Text Mining Pdf 87488 | Tm Item Download 2022-09-14 20-58-03

Partial capture of text on file.
                                          Introduction to the tm Package
                                                     Text Mining in R
                                                           Ingo Feinerer
                                                        November 18, 2020
             Introduction
             This vignette gives a short introduction to text mining in R utilizing the text mining framework provided by
             the tm package. We present methods for data import, corpus handling, preprocessing, metadata management,
             and creation of term-document matrices. Our focus is on the main aspects of getting started with text mining
             in R—an in-depth description of the text mining infrastructure oﬀered by tm was published in the Journal of
             Statistical Software (Feinerer et al., 2008). An introductory article on text mining in R was published in R
             News (Feinerer, 2008).
             Data Import
             The main structure for managing documents in tm is a so-called Corpus, representing a collection of text
             documents. A corpus is an abstract concept, and there can exist several implementations in parallel. The
             default implementation is the so-called VCorpus (short for Volatile Corpus) which realizes a semantics as known
             from most R objects: corpora are R objects held fully in memory. We denote this as volatile since once the
             R object is destroyed, the whole corpus is gone. Such a volatile corpus can be created via the constructor
             VCorpus(x, readerControl). Another implementation is the PCorpus which implements a Permanent Corpus
             semantics, i.e., the documents are physically stored outside of R (e.g., in a database), corresponding R objects
             are basically only pointers to external structures, and changes to the underlying corpus are reﬂected to all R
             objects associated with it. Compared to the volatile corpus the corpus encapsulated by a permanent corpus
             object is not destroyed if the corresponding R object is released.
                Within the corpus constructor, x must be a Source object which abstracts the input location. tm provides a
             set of predeﬁned sources, e.g., DirSource, VectorSource, or DataframeSource, which handle a directory, a vector
             interpreting each component as document, or data frame like structures (like CSV ﬁles), respectively. Except
             DirSource, which is designed solely for directories on a ﬁle system, and VectorSource, which only accepts (char-
             acter) vectors, most other implemented sources can take connections as input (a character string is interpreted
             as ﬁle path). getSources() lists available sources, and users can create their own sources.
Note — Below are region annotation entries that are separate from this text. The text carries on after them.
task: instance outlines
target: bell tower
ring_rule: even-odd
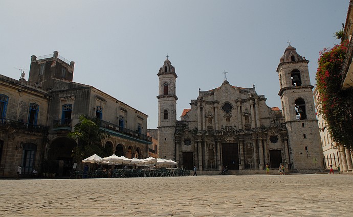
[[[323,169],[308,63],[290,45],[277,68],[280,86],[278,95],[288,132],[291,168],[304,173]]]
[[[159,157],[175,159],[174,133],[176,123],[175,81],[178,76],[168,59],[159,69],[158,139]]]

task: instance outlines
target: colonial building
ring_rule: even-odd
[[[322,151],[307,69],[308,61],[289,46],[277,71],[282,110],[266,105],[255,86],[232,86],[225,79],[212,90],[199,90],[191,108],[176,120],[176,74],[169,60],[157,75],[158,142],[161,158],[175,159],[204,174],[222,166],[240,174],[262,173],[267,164],[293,172],[323,168]]]
[[[67,174],[77,145],[67,135],[82,115],[99,119],[100,128],[110,134],[102,143],[108,153],[148,157],[152,143],[146,135],[148,116],[93,86],[73,82],[74,64],[55,51],[32,56],[28,81],[24,75],[19,81],[0,77],[0,175],[14,175],[18,164],[25,174],[34,168],[40,172],[48,161],[55,162],[55,172]]]

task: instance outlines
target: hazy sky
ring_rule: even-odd
[[[74,81],[92,85],[158,125],[158,77],[175,67],[177,117],[201,90],[227,80],[280,106],[276,69],[288,46],[309,63],[340,41],[348,0],[0,1],[0,74],[19,79],[31,56],[54,51],[75,62]],[[28,70],[25,70],[28,79]]]

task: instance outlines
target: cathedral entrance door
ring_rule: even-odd
[[[271,168],[278,168],[282,163],[281,150],[270,150],[270,163]]]
[[[229,170],[239,170],[238,143],[222,143],[222,165]]]
[[[194,168],[193,152],[183,152],[183,166],[186,170]]]

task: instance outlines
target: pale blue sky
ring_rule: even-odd
[[[19,79],[31,56],[54,51],[75,62],[74,81],[94,86],[158,125],[158,77],[175,68],[177,116],[198,88],[255,85],[280,105],[276,69],[288,46],[310,61],[339,40],[348,0],[0,1],[0,74]],[[28,76],[28,70],[25,78]]]

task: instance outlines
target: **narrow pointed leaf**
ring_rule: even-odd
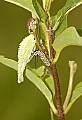
[[[5,0],[5,1],[13,3],[15,5],[18,5],[24,9],[32,12],[33,14],[35,14],[38,17],[38,15],[33,7],[32,0]]]
[[[35,40],[33,34],[29,35],[19,45],[18,49],[18,83],[24,81],[23,72],[27,63],[31,60],[31,55],[34,52]]]
[[[53,47],[56,51],[56,56],[53,62],[58,60],[60,52],[67,46],[76,45],[82,46],[82,37],[80,37],[74,27],[69,27],[55,38]]]
[[[13,68],[14,70],[17,71],[17,62],[15,60],[8,59],[8,58],[5,58],[4,56],[0,55],[0,63],[4,64],[10,68]]]
[[[33,6],[34,6],[34,8],[35,8],[35,10],[36,10],[40,20],[45,23],[45,21],[46,21],[46,14],[45,14],[44,10],[40,6],[40,4],[37,2],[37,0],[32,0],[32,3],[33,3]]]
[[[26,77],[38,87],[38,89],[44,94],[44,96],[50,103],[52,101],[52,94],[47,86],[44,84],[44,82],[29,69],[26,69]]]
[[[74,102],[82,95],[82,82],[80,82],[74,89],[72,97],[71,97],[71,101],[67,107],[67,109],[65,110],[65,114],[67,114],[67,112],[70,110],[70,108],[72,107],[72,105],[74,104]]]

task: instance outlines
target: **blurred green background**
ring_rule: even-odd
[[[51,14],[55,15],[65,2],[66,0],[54,0],[52,4],[54,11],[51,9]],[[27,20],[30,16],[30,12],[0,0],[1,55],[17,60],[18,44],[28,35]],[[82,5],[70,13],[68,24],[82,28]],[[69,80],[69,60],[75,60],[78,64],[74,88],[82,80],[82,47],[65,48],[57,62],[63,100]],[[34,64],[34,61],[31,63]],[[82,97],[75,102],[66,120],[81,118]],[[2,64],[0,64],[0,120],[50,120],[49,105],[43,94],[29,80],[17,84],[16,71]]]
                The second argument readerControl of the corpus constructor has to be a list with the named components
             reader and language. The ﬁrst component reader constructs a text document from elements delivered by
             a source. The tm package ships with several readers (e.g., readPlain(), readPDF(), readDOC(), ...). See
             getReaders() for an up-to-date list of available readers.  Each source has a default reader which can be
             overridden. E.g., for DirSource the default just reads in the input ﬁles and interprets their content as text.
             Finally, the second component language sets the texts’ language (preferably using ISO 639-2 codes).
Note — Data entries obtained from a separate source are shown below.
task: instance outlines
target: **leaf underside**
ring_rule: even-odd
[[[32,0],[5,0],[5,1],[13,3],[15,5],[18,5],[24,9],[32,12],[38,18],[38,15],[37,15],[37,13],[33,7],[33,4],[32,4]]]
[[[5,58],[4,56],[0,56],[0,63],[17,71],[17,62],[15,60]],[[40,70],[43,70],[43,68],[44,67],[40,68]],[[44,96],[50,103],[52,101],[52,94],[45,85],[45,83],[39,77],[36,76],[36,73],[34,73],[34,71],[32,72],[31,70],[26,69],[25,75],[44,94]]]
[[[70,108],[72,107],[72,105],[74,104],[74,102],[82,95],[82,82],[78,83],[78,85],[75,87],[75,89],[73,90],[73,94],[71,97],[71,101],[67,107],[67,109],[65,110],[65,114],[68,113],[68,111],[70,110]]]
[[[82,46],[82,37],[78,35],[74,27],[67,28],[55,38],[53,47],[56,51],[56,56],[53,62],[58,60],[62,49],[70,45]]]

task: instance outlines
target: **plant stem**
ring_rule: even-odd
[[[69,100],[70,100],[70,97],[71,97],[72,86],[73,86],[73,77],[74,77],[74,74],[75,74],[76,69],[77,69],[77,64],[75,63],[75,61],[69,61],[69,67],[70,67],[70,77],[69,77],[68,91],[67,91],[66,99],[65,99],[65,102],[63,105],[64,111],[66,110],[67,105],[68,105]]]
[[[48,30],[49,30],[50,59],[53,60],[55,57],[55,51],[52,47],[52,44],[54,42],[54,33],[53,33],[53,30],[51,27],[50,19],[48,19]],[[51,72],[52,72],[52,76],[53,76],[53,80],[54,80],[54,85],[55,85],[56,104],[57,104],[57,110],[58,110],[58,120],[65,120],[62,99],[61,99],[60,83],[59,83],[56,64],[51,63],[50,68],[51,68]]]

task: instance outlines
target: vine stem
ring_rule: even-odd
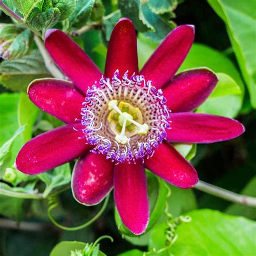
[[[63,74],[60,72],[59,69],[55,64],[53,60],[49,55],[46,49],[44,47],[42,40],[37,35],[34,35],[34,41],[38,48],[39,50],[44,59],[44,63],[46,69],[56,78],[64,79],[65,78]]]
[[[256,198],[241,195],[199,180],[195,188],[227,201],[256,208]]]
[[[105,209],[106,208],[107,203],[109,202],[109,196],[110,195],[108,194],[106,197],[106,198],[105,199],[104,203],[103,204],[103,205],[102,206],[102,208],[99,211],[98,213],[93,217],[92,219],[91,219],[89,221],[86,222],[86,223],[84,223],[83,225],[81,225],[80,226],[78,226],[77,227],[65,227],[64,226],[63,226],[60,224],[59,224],[52,217],[51,215],[51,211],[57,207],[58,205],[58,203],[54,203],[53,204],[51,205],[49,208],[48,210],[47,211],[48,214],[48,217],[50,219],[50,220],[55,225],[56,227],[59,227],[59,228],[61,228],[62,230],[66,230],[68,231],[76,231],[77,230],[82,230],[82,228],[84,228],[85,227],[89,226],[91,225],[92,223],[93,223],[94,221],[95,221],[98,218],[99,218],[100,215],[102,214],[103,212],[104,211]]]

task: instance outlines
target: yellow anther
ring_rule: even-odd
[[[121,125],[121,126],[123,125],[123,124],[124,123],[124,121],[125,119],[127,119],[127,118],[129,118],[130,119],[133,119],[132,116],[129,114],[128,113],[126,113],[126,112],[123,113],[122,114],[120,114],[119,116],[118,117],[118,123]],[[130,121],[127,121],[126,122],[126,126],[128,126],[131,124]]]
[[[109,110],[110,111],[112,109],[115,109],[115,106],[117,106],[117,103],[118,102],[116,99],[113,99],[112,100],[110,100],[108,104],[108,107],[109,107]]]

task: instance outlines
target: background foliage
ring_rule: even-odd
[[[256,253],[255,208],[167,185],[149,172],[151,218],[146,234],[134,237],[127,230],[111,197],[103,214],[91,225],[76,232],[60,230],[48,219],[48,203],[58,201],[53,216],[68,226],[84,223],[100,207],[85,207],[73,199],[69,188],[73,163],[32,176],[14,166],[26,142],[62,124],[39,110],[26,96],[32,80],[51,76],[35,35],[43,37],[49,28],[62,29],[103,70],[108,41],[120,17],[127,17],[134,24],[140,68],[177,24],[194,24],[196,43],[179,71],[206,66],[219,80],[197,111],[235,117],[246,132],[225,143],[198,146],[176,144],[175,147],[192,161],[200,179],[256,196],[255,0],[0,1],[3,2],[23,21],[3,12],[0,16],[0,255]],[[55,196],[62,190],[58,197]],[[178,239],[170,245],[166,235],[171,228],[171,235],[178,235]],[[100,246],[98,241],[93,244],[106,234],[114,241],[104,239]],[[161,251],[166,245],[168,249]],[[145,251],[151,252],[143,254]]]

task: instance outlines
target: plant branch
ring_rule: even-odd
[[[34,36],[34,40],[40,52],[43,57],[46,69],[49,71],[52,76],[56,78],[64,79],[65,78],[63,74],[55,64],[53,60],[49,55],[45,48],[44,47],[42,40],[36,35]]]
[[[241,195],[199,180],[195,188],[231,202],[256,208],[256,198]]]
                In case of a permanent corpus, a third argument dbControl has to be a list with the named components
             dbName giving the ﬁlename holding the sourced out objects (i.e., the database), and dbType holding a valid
             database type as supported by package ﬁlehash. Activated database support reduces the memory demand,
             however, access gets slower since each operation is limited by the hard disk’s read and write capabilities.
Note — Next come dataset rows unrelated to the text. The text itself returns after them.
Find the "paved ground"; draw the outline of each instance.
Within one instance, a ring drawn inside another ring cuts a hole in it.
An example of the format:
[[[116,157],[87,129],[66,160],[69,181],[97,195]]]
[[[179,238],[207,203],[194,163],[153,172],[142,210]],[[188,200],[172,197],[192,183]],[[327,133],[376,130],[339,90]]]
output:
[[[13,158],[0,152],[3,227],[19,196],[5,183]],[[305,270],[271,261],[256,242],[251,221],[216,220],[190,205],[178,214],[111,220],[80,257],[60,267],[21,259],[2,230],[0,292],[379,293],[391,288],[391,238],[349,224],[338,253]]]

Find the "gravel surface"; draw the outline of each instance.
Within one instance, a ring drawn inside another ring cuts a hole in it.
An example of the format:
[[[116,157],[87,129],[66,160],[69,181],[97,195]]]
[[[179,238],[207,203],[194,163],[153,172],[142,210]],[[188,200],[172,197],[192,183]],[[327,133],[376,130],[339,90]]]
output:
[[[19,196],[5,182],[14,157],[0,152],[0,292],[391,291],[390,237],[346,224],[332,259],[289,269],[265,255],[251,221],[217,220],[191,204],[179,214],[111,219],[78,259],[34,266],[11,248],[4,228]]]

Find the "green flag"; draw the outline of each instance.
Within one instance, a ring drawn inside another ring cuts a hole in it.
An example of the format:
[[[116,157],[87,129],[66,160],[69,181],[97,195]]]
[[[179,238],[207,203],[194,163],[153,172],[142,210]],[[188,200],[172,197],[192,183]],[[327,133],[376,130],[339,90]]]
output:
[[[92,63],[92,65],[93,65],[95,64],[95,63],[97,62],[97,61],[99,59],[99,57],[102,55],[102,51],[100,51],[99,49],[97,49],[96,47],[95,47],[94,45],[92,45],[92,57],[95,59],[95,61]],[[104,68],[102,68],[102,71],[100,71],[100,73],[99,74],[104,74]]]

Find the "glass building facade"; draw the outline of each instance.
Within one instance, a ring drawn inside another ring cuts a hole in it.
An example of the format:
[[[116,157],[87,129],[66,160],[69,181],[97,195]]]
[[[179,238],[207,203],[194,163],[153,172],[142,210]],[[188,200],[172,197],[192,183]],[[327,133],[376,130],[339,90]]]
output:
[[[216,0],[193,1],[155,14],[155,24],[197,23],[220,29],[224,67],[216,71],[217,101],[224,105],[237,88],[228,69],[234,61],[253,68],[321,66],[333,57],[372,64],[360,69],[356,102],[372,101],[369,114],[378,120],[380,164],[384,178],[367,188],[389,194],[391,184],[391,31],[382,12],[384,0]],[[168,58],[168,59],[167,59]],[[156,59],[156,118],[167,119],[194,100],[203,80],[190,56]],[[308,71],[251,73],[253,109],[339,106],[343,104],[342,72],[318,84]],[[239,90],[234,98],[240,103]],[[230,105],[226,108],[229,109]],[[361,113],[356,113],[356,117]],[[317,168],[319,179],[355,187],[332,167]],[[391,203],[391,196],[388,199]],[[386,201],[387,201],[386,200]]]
                So e.g., plain text ﬁles in the directory txt containing Latin (lat) texts by the Roman poet Ovid can be
             read in with following code:
             > txt <- system.file("texts", "txt", package = "tm")
             > (ovid <- VCorpus(DirSource(txt, encoding = "UTF-8"),
             +                     readerControl = list(language = "lat")))
             <>
             Metadata: corpus specific: 0, document level (indexed): 0
             Content: documents: 5
                                                                  1
        For simple examples VectorSource is quite useful, as it can create a corpus from character vectors, e.g.:
      > docs <- c("This is a text.", "This another one.")
      > VCorpus(VectorSource(docs))
      <>
      Metadata: corpus specific: 0, document level (indexed): 0
      Content: documents: 2
        Finally we create a corpus for some Reuters documents as example for later use:
      > reut21578 <- system.file("texts", "crude", package = "tm")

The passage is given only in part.